Deux mécanismes dominent. Soit une inflammation de la membrane synoviale, soit un saignement à l’intérieur de l’articulation. Dans le premier cas, le liquide est clair. Dans le second, il est sanguin. Cette distinction oriente déjà le diagnostic.
L’irritation peut venir d’un cartilage abîmé, d’un ligament lésé ou d’une usure progressive. Parfois, l’origine est inflammatoire ou infectieuse. Le genou agit comme un capteur. Il signale un déséquilibre.
Les causes fréquentes d’un épanchement du genou
Les causes sont nombreuses, mais certaines reviennent régulièrement en consultation.
Après un traumatisme, une rupture du ligament croisé antérieur est une cause classique. Le genou gonfle rapidement, souvent en quelques heures. Une lésion méniscale peut aussi provoquer un épanchement, plus progressif.
Avec l’âge, l’arthrose devient une cause fréquente. Le liquide s’accumule par poussées, en lien avec l’usure du cartilage. Chez certains patients, une inflammation articulaire chronique peut être en cause. Plus rarement, une infection doit être évoquée, surtout si le genou est chaud et très douloureux.
Comment reconnaître un épanchement du genou ?
Le signe principal est le gonflement. Le genou paraît plus volumineux, parfois tendu. La peau peut être brillante.
La douleur est variable. Elle dépend de la cause. Certains patients ressentent une simple gêne. D’autres décrivent une douleur franche avec limitation des mouvements. La flexion devient difficile.
Un élément simple oriente le diagnostic : la rapidité d’apparition. Un gonflement immédiat après un choc évoque un saignement. Un gonflement progressif évoque plutôt une inflammation.

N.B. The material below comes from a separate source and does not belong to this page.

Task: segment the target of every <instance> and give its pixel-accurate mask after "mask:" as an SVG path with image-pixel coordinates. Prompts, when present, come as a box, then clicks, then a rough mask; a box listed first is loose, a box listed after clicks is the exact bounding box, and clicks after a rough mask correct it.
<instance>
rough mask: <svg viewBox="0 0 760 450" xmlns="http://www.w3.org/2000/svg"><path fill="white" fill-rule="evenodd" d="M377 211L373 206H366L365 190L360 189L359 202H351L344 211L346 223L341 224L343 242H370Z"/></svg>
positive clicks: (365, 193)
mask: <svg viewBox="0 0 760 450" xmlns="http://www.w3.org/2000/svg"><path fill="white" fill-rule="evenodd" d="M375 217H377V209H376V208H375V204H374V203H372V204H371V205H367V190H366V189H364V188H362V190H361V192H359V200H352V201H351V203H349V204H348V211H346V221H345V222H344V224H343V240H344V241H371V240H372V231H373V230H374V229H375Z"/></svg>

Cette chronologie est essentielle.

Quels examens pour confirmer le diagnostic ?
L’examen clinique reste la première étape. Il permet souvent d’orienter vers la cause. Le volume de l’épanchement, la douleur, la mobilité sont analysés avec précision.
L’imagerie vient compléter. La radiographie recherche une usure ou une fracture. L’IRM analyse les structures internes : ligaments, ménisques, cartilage. C’est l’examen de référence en cas de doute.

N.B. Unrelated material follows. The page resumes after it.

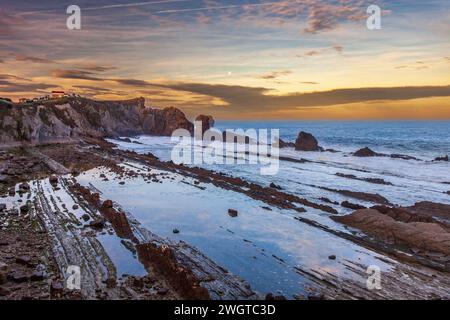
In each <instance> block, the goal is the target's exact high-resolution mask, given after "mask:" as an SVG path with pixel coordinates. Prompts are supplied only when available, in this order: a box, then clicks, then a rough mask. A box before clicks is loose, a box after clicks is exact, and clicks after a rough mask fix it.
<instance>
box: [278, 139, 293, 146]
mask: <svg viewBox="0 0 450 320" xmlns="http://www.w3.org/2000/svg"><path fill="white" fill-rule="evenodd" d="M278 148H295V143H294V142H286V141H284V140H281V139H279V140H278Z"/></svg>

Dans certains cas, une ponction articulaire est réalisée. Elle permet d’analyser le liquide. Cette étape est utile lorsqu’une infection ou une maladie inflammatoire est suspectée.
Quelles solutions pour soulager et traiter un épanchement du genou ?

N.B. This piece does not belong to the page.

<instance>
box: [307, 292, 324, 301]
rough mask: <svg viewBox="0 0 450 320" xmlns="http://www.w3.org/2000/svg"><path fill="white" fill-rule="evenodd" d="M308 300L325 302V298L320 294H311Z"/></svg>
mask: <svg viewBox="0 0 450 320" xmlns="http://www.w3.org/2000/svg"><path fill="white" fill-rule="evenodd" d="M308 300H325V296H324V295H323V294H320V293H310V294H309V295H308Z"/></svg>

Le traitement dépend toujours de la cause. Il n’existe pas de solution unique.
Dans les formes simples, le repos, la glace et l’adaptation des activités suffisent souvent à faire diminuer l’épanchement. Des anti-inflammatoires peuvent être prescrits sur une courte durée.
Lorsque le liquide est abondant ou gênant, une ponction peut soulager rapidement. Elle réduit la pression dans le genou. Dans certaines situations, des infiltrations peuvent être proposées.
Si l’épanchement se répète ou persiste, il faut traiter la cause. Cela peut nécessiter une prise en charge spécialisée. Dans ce contexte, il est pertinent de consulter un chirurgien du genou à Paris pour obtenir un diagnostic précis et une stratégie adaptée.
L’objectif reste simple : supprimer la cause pour éviter la récidive.